Database Design & SQL Mastery
Schema Design & Normalization
Database schema design is arguably the most critical skill tested in backend interviews. A poorly designed schema leads to data anomalies, performance problems, and maintenance nightmares. This lesson covers normalization forms, denormalization trade-offs, and a full interview-style schema walkthrough.
Normal Forms: From 1NF to BCNF
Normalization eliminates data redundancy by organizing columns and tables.
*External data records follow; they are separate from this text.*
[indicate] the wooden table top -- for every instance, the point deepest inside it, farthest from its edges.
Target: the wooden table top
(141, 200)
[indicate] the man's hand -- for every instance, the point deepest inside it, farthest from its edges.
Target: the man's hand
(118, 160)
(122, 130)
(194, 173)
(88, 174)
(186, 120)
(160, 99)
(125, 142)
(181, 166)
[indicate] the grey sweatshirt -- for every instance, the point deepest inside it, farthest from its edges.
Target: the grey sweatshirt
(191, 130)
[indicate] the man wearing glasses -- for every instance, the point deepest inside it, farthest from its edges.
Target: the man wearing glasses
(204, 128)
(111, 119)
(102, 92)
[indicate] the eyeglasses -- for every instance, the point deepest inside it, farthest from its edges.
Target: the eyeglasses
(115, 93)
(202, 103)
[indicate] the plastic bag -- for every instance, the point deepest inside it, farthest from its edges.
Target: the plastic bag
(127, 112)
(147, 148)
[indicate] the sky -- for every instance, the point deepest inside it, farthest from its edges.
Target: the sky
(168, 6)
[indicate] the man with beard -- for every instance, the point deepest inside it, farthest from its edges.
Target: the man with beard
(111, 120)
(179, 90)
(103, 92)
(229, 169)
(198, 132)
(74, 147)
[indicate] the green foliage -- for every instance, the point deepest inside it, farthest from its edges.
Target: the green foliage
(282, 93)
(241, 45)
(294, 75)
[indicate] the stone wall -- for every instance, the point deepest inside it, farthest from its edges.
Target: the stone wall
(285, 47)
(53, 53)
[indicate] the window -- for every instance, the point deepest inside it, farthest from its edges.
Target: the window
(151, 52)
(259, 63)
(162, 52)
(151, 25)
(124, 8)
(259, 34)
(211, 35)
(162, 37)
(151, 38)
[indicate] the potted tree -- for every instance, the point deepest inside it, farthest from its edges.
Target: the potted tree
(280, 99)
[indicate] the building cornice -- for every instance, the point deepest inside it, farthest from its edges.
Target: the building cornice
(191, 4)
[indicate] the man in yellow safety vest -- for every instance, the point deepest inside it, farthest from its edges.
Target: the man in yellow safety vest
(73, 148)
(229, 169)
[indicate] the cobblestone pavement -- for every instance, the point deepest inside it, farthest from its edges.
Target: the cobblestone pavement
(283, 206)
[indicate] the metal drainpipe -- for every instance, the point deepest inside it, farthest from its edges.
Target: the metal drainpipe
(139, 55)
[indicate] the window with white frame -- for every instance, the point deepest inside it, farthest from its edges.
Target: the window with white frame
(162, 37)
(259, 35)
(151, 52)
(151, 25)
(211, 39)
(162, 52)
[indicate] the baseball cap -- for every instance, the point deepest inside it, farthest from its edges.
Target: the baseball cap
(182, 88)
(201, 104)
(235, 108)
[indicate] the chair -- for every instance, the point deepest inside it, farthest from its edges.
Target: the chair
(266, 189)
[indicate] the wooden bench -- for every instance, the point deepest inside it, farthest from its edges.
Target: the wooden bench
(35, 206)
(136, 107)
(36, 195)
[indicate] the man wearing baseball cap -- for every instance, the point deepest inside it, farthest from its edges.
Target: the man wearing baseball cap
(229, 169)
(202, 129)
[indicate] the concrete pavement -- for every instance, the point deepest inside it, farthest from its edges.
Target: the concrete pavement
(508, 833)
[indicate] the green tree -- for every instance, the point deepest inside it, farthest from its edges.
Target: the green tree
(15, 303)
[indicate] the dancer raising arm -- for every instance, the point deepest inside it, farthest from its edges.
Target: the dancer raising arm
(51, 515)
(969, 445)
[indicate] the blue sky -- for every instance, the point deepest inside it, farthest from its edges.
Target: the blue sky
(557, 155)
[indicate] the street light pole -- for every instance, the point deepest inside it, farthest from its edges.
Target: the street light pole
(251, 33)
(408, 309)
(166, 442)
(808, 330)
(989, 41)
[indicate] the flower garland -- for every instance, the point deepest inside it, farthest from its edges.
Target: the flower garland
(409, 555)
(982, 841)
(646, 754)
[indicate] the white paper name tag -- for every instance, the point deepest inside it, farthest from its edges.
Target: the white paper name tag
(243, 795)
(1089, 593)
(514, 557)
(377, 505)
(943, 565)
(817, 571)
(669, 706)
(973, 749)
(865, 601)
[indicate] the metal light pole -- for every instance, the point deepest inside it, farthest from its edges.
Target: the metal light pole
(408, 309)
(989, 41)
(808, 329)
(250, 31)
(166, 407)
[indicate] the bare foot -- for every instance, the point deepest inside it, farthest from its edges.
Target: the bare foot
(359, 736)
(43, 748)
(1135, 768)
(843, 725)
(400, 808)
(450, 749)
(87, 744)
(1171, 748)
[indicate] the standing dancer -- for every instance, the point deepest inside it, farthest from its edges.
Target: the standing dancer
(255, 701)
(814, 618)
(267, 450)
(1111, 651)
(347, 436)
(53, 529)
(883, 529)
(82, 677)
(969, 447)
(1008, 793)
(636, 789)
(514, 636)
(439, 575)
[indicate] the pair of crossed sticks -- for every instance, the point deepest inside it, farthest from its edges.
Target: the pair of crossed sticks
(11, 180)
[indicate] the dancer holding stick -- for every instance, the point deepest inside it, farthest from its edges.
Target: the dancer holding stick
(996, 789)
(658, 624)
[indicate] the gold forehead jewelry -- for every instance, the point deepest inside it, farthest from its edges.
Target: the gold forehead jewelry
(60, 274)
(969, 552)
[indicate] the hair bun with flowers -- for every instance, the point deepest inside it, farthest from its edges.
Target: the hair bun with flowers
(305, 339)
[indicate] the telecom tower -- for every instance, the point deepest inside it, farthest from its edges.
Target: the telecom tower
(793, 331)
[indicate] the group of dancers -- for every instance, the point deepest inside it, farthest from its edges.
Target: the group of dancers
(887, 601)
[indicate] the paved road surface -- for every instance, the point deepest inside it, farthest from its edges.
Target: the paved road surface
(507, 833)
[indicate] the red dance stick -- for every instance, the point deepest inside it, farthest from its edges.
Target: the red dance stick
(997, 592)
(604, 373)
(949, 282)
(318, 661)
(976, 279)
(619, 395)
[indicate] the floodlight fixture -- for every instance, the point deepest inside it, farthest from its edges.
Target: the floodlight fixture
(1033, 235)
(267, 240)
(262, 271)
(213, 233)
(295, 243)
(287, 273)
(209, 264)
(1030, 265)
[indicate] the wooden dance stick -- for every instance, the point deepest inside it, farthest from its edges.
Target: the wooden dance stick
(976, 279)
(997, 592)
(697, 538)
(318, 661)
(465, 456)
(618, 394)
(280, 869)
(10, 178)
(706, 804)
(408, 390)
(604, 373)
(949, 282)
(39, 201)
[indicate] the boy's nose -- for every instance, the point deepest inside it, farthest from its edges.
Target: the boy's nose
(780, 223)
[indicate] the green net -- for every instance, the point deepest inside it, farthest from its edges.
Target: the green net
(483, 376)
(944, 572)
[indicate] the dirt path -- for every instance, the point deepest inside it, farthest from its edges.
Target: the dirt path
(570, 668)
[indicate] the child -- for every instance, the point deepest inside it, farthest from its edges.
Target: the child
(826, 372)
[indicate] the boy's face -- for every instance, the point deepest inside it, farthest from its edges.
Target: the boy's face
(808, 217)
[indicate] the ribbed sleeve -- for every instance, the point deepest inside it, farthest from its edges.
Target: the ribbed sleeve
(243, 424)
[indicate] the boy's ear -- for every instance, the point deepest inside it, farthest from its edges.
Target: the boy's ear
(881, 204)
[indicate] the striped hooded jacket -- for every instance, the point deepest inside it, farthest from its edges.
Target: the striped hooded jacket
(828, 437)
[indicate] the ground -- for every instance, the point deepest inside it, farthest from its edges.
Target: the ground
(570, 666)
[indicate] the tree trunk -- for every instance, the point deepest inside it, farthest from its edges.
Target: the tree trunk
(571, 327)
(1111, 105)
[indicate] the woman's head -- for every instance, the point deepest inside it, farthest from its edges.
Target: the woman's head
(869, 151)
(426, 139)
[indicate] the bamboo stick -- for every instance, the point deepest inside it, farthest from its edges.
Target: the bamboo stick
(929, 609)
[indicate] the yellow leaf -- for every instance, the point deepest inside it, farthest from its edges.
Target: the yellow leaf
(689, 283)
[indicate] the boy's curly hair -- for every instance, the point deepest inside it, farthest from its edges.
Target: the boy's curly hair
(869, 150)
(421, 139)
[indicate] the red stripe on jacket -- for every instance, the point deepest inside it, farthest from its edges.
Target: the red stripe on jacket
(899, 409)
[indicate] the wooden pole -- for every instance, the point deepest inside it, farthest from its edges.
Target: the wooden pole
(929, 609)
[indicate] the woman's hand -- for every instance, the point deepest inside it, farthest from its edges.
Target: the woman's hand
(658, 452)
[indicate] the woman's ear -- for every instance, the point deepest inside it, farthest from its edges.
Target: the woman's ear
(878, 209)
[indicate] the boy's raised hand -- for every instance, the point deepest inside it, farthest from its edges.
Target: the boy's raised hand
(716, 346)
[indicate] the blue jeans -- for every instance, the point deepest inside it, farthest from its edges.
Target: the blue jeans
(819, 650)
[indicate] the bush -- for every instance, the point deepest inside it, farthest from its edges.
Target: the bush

Each normal form builds on the previous one.
First Normal Form (1NF)
A table is in 1NF when:
- Every column contains atomic (indivisible) values
- There are no repeating groups or arrays in a single column
Violation example -- storing multiple phone numbers in one column:
-- BAD: violates 1NF
CREATE TABLE customers (
id SERIAL PRIMARY KEY,
name VARCHAR(100),
phones VARCHAR(255) -- "555-0101, 555-0102, 555-0103"
);
-- GOOD: 1NF compliant
CREATE TABLE customers (
id SERIAL PRIMARY KEY,
name VARCHAR(100)
);
CREATE TABLE customer_phones (
id SERIAL PRIMARY KEY,
customer_id INTEGER NOT NULL REFERENCES customers(id),
phone VARCHAR(20) NOT NULL
);
Second Normal Form (2NF)
A table is in 2NF when it is in 1NF and every non-key column depends on the entire primary key, not just part of it. This only applies to tables with composite primary keys.
Violation example -- product_name depends only on product_id, not on the full composite key:
-- BAD: violates 2NF (product_name depends only on product_id)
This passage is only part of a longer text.